Pisa, 13 dicembre 2024 – “Riparare le articolazioni con biomateriali e stampanti 3D”. È la sfida di “Luminate”, il progetto di ricerca coordinato dall’Università di Pisa e finanziato dall’Unione Europea che partirà a gennaio sotto la guida di Giovanni Vozzi, professore del dipartimento di Ingegneria dell’informazione e del Centro di ricerca Enrico Piaggio. Un progetto che punta a fare la differenza in uno scenario in cui le lesioni della cartilagine risultano in aumento con un’incidenza annuale passata da 22 a 61 casi per 100 mila persone tra il 1996 e il 2011, a cui si aggiunge un rischio importante di sviluppo dell’artrosi post-traumatica. “È in questo quadro che vuole inserirsi ‘Luminate’ - spiega Vozzi -, migliorando la qualità di vita del paziente, riducendo la necessità di interventi chirurgici complessi e proponendo una soluzione meno invasiva”.
In che modo?
"Il nostro obiettivo nei prossimi quattro anni sarà sviluppare ‘Endoflight’, uno strumento chirurgico avanzato che utilizza una combinazione di tecniche di biostampa 3D, cellule del paziente e biomateriali per riparare le cartilagini delle articolazioni in maniera personalizzata”.
Come funziona il dispositivo?
"Ha una piccola telecamera che viene inserita nell’articolazione durante l’intervento per scansionare la lesione grazie a algoritmi di intelligenza artificiale. Dopodiché Endoflight la riempie con un biomateriale capace di integrarsi con i tessuti circostanti e promuovere la rigenerazione della cartilagine”.
In sostanza, quali sono i benefici?
"Oltre a quelli per il paziente, che vedrà accelerare i tempi di guarigione, ci sono quelli per il sistema sanitario. Velocizzare la rigenerazione del tessuto significa ridurre i tempi di degenza del paziente in ospedale e, di conseguenza, i costi per la sanità pubblica”.
E il costo del dispositivo?
"Sarà facilmente ammortizzato. Questo strumento è concepito come un accessorio usa e getta per un qualsiasi artroscopio già in commercio, con un costo stimato di circa 200 euro in più rispetto al dispositivo tradizionale.

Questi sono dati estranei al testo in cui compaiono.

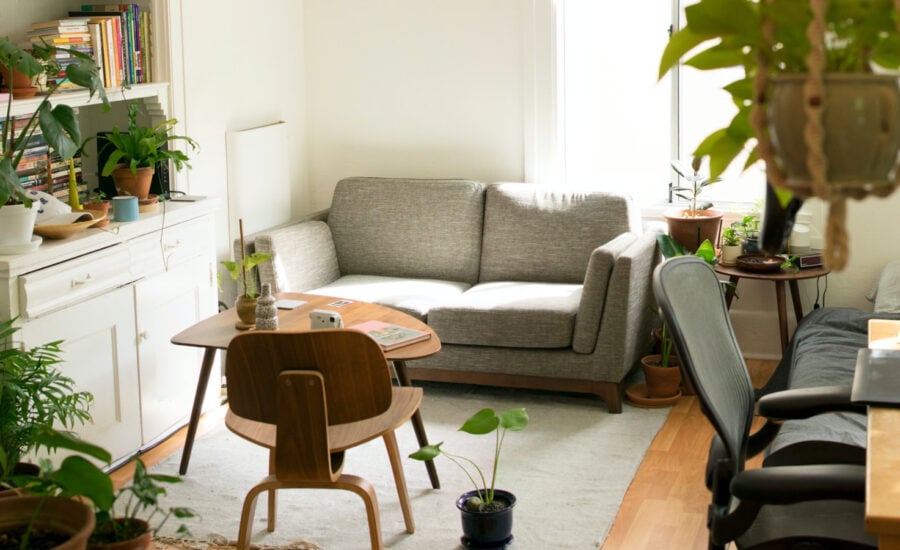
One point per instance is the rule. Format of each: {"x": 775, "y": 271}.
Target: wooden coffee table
{"x": 216, "y": 332}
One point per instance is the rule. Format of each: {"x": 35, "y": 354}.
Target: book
{"x": 391, "y": 336}
{"x": 877, "y": 377}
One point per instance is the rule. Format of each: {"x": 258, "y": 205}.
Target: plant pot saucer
{"x": 469, "y": 543}
{"x": 637, "y": 394}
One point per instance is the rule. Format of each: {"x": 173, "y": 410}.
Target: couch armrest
{"x": 595, "y": 290}
{"x": 628, "y": 310}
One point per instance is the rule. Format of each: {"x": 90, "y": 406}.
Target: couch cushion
{"x": 509, "y": 314}
{"x": 303, "y": 257}
{"x": 539, "y": 233}
{"x": 425, "y": 229}
{"x": 412, "y": 296}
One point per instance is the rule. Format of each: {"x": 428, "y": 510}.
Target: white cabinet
{"x": 115, "y": 298}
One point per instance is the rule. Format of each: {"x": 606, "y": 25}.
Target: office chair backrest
{"x": 693, "y": 306}
{"x": 354, "y": 372}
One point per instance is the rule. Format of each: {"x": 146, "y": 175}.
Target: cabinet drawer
{"x": 154, "y": 253}
{"x": 58, "y": 286}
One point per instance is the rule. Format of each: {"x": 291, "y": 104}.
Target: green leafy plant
{"x": 483, "y": 422}
{"x": 140, "y": 506}
{"x": 144, "y": 146}
{"x": 240, "y": 270}
{"x": 730, "y": 33}
{"x": 59, "y": 124}
{"x": 34, "y": 396}
{"x": 697, "y": 182}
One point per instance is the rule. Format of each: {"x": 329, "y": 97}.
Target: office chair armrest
{"x": 807, "y": 402}
{"x": 792, "y": 484}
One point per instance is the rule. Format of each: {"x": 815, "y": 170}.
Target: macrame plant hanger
{"x": 833, "y": 193}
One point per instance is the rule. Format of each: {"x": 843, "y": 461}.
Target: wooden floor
{"x": 665, "y": 506}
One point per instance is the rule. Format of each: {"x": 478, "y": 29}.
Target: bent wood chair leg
{"x": 345, "y": 482}
{"x": 390, "y": 441}
{"x": 271, "y": 501}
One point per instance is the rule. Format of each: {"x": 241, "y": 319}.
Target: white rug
{"x": 569, "y": 469}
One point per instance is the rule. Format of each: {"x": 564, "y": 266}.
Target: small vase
{"x": 246, "y": 310}
{"x": 266, "y": 312}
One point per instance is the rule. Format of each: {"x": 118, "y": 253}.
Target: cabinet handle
{"x": 84, "y": 280}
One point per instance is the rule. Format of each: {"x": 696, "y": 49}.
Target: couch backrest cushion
{"x": 408, "y": 227}
{"x": 539, "y": 233}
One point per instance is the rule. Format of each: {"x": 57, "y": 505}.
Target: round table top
{"x": 780, "y": 275}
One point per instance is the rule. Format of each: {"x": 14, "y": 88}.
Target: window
{"x": 618, "y": 127}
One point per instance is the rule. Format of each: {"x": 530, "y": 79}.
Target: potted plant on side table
{"x": 58, "y": 125}
{"x": 133, "y": 155}
{"x": 486, "y": 512}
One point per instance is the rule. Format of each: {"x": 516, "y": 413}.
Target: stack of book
{"x": 123, "y": 32}
{"x": 69, "y": 34}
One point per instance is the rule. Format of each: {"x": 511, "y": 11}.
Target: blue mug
{"x": 125, "y": 208}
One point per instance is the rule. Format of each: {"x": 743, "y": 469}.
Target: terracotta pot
{"x": 492, "y": 529}
{"x": 140, "y": 542}
{"x": 135, "y": 185}
{"x": 246, "y": 310}
{"x": 661, "y": 381}
{"x": 690, "y": 231}
{"x": 861, "y": 120}
{"x": 102, "y": 206}
{"x": 64, "y": 515}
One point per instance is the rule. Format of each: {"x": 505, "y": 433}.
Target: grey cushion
{"x": 509, "y": 314}
{"x": 303, "y": 257}
{"x": 427, "y": 229}
{"x": 412, "y": 296}
{"x": 540, "y": 233}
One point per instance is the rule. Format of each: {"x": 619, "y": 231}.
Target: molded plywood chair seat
{"x": 308, "y": 397}
{"x": 775, "y": 507}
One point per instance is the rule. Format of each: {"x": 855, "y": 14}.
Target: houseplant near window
{"x": 809, "y": 68}
{"x": 699, "y": 221}
{"x": 134, "y": 154}
{"x": 486, "y": 512}
{"x": 59, "y": 126}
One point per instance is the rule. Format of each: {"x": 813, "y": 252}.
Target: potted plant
{"x": 731, "y": 245}
{"x": 133, "y": 155}
{"x": 35, "y": 396}
{"x": 131, "y": 525}
{"x": 59, "y": 127}
{"x": 823, "y": 121}
{"x": 241, "y": 271}
{"x": 486, "y": 511}
{"x": 699, "y": 221}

Le sfide che ci attendono sono altre”.
Si spieghi.
"A livello tecnico, la difficoltà sarà quella di ricreare il più fedelmente possibile la struttura del tessuto danneggiato, ma i maggiori ostacoli li incontreremo sul piano normativo. Bisognerà fare tutto ciò che è richiesto dalla Commissione Europea perché il dispositivo sia certificabile e possa essere utilizzato come clinical trial sugli esseri umani”.
La tappa finale, quindi, sarà la sala operatoria.
"Del resto, la cosa più bella di questo progetto è che vuole trovare un’applicazione reale, sia in ambito commerciale come prodotto che in ambito clinico, e per questo coinvolge partner industriali, accademici e clinici provenienti da nove Paesi”.
Come vede la chirurgia del futuro?
"Quello che prevedo è che sempre più queste tecniche e questi nuovi dispositivi saranno utilizzati nella realtà ospedaliera, fornendo ai medici un sistema più efficiente e sempre più orientato verso una medicina personalizzata”.